Lincoln’s emotional intelligence was poignantly illustrated by his anguish over those killed on both sides of the bloody conflict, his compassion for mothers pleading with him to spare their sons who had been sentenced to die and his understanding of Southerners’ mindset, which ran so deep that he admitted that if he had lived in the South, he might have been a slave owner.

“I have no prejudice against the Southern people,” he said during a U.S. Senate debate in 1858. “They are just what we would be in their situation. If slavery did not now exist amongst them, they would not introduce it. If it did now exist amongst us, we should not instantly give it up.”

He pleaded for unity in his second inaugural address on March 4, 1865, about a month before the war ended.

“Both sides read the same Bible, and pray to the same God; and each invokes His aid against the other … let us not judge that we be not judged,” he said.

Biden’s challenge is in many respects similar to Lincoln’s — to provide the leadership, and the comfort, to heal an America some historians say is more divided now than during any point since the Civil War, even during the bloody civil rights movement of the 1950s and 1960s.

“We can join forces, stop the shouting and lower the temperature,” Biden said in his inaugural address. “For without unity there is no peace, only bitterness and fury.

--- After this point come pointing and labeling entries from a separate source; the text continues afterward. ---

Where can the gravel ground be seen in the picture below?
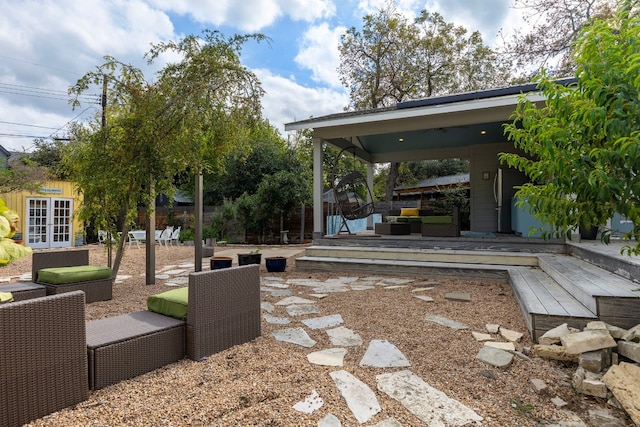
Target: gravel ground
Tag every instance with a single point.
(258, 383)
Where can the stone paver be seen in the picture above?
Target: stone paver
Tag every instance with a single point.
(294, 336)
(323, 322)
(310, 404)
(383, 354)
(432, 406)
(360, 399)
(302, 309)
(344, 337)
(441, 320)
(328, 357)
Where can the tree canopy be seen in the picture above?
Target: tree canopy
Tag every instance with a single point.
(582, 149)
(391, 60)
(553, 27)
(197, 108)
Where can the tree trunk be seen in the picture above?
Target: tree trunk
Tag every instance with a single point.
(391, 181)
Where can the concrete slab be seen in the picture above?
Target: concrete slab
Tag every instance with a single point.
(383, 354)
(430, 405)
(360, 399)
(296, 336)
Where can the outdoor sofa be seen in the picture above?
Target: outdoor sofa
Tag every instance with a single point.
(223, 310)
(69, 270)
(44, 357)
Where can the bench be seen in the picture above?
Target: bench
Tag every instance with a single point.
(95, 290)
(44, 357)
(223, 310)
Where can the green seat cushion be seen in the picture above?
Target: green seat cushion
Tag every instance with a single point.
(78, 273)
(437, 219)
(172, 303)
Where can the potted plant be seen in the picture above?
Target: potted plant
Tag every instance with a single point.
(276, 264)
(219, 262)
(253, 257)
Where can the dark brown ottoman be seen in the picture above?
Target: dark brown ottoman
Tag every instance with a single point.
(393, 228)
(129, 345)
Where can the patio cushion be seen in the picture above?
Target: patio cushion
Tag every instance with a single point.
(409, 212)
(437, 219)
(78, 273)
(171, 303)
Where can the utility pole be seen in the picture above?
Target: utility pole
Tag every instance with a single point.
(103, 103)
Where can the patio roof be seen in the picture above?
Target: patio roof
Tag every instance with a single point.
(435, 127)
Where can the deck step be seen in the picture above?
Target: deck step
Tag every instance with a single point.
(545, 304)
(614, 299)
(424, 255)
(402, 267)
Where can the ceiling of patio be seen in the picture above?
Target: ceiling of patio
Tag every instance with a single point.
(438, 127)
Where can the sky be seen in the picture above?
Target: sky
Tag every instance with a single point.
(47, 45)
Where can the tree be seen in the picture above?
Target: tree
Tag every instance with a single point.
(21, 173)
(198, 108)
(553, 27)
(582, 149)
(392, 60)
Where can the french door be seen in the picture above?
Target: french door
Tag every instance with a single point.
(49, 222)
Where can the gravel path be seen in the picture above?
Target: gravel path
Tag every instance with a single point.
(259, 382)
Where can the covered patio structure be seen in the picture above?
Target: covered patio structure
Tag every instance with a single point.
(467, 126)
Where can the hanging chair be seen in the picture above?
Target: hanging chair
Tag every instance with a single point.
(348, 191)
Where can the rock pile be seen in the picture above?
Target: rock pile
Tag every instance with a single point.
(608, 361)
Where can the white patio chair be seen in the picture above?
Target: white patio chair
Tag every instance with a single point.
(175, 236)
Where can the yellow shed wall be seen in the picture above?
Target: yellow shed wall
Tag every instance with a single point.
(50, 189)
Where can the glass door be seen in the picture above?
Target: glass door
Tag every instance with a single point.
(49, 223)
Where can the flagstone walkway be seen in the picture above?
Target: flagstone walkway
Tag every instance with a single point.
(428, 404)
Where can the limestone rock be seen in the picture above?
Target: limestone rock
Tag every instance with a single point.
(495, 357)
(492, 328)
(509, 335)
(589, 383)
(589, 340)
(478, 336)
(595, 361)
(506, 346)
(624, 382)
(632, 334)
(554, 352)
(553, 336)
(616, 332)
(630, 350)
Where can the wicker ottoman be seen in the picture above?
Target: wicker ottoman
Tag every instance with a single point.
(24, 290)
(393, 228)
(126, 346)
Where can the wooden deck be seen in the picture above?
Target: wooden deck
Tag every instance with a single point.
(553, 282)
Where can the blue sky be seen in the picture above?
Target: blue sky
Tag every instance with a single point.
(46, 45)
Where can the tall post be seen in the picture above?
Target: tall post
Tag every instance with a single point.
(318, 207)
(198, 223)
(150, 247)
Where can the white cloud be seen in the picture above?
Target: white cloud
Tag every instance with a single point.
(248, 15)
(319, 53)
(286, 101)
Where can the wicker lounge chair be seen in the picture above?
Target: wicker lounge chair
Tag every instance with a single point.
(224, 309)
(44, 357)
(95, 290)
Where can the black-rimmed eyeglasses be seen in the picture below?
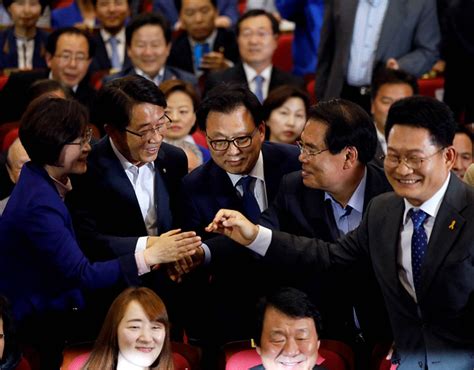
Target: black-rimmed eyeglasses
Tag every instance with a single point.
(240, 142)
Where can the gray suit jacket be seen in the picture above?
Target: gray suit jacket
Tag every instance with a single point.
(439, 327)
(410, 34)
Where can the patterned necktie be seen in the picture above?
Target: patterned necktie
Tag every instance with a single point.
(249, 203)
(259, 87)
(115, 60)
(419, 244)
(199, 51)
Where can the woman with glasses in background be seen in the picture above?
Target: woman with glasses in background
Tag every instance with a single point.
(43, 272)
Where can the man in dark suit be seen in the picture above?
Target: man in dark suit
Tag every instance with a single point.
(148, 38)
(127, 199)
(358, 35)
(68, 56)
(244, 172)
(388, 86)
(418, 239)
(326, 200)
(203, 46)
(257, 37)
(287, 332)
(110, 53)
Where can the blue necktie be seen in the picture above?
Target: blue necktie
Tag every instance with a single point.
(259, 87)
(419, 244)
(115, 60)
(199, 51)
(249, 203)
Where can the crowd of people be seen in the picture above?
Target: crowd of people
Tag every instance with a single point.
(162, 179)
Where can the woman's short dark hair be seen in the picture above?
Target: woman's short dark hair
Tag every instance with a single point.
(423, 112)
(48, 124)
(170, 86)
(45, 86)
(348, 125)
(11, 349)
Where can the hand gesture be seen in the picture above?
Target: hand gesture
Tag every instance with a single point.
(171, 246)
(234, 225)
(178, 269)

No progress, only exhausting outrage. No nation, only a state of chaos. This is our historic moment of crisis and challenge, and unity is the path forward.”

He acknowledged that getting there won’t be easy.

“I know speaking of unity can sound to some like a foolish fantasy these days,” he continued. “I know the forces that divide us are deep and they are real. But I also know they are not new. Our history has been a constant struggle between the American ideal that we all are created equal and the harsh, ugly reality that racism, nativism, fear and demonization have long torn us apart.”

Delivery on that promise could begin in earnest in Atlanta on Friday.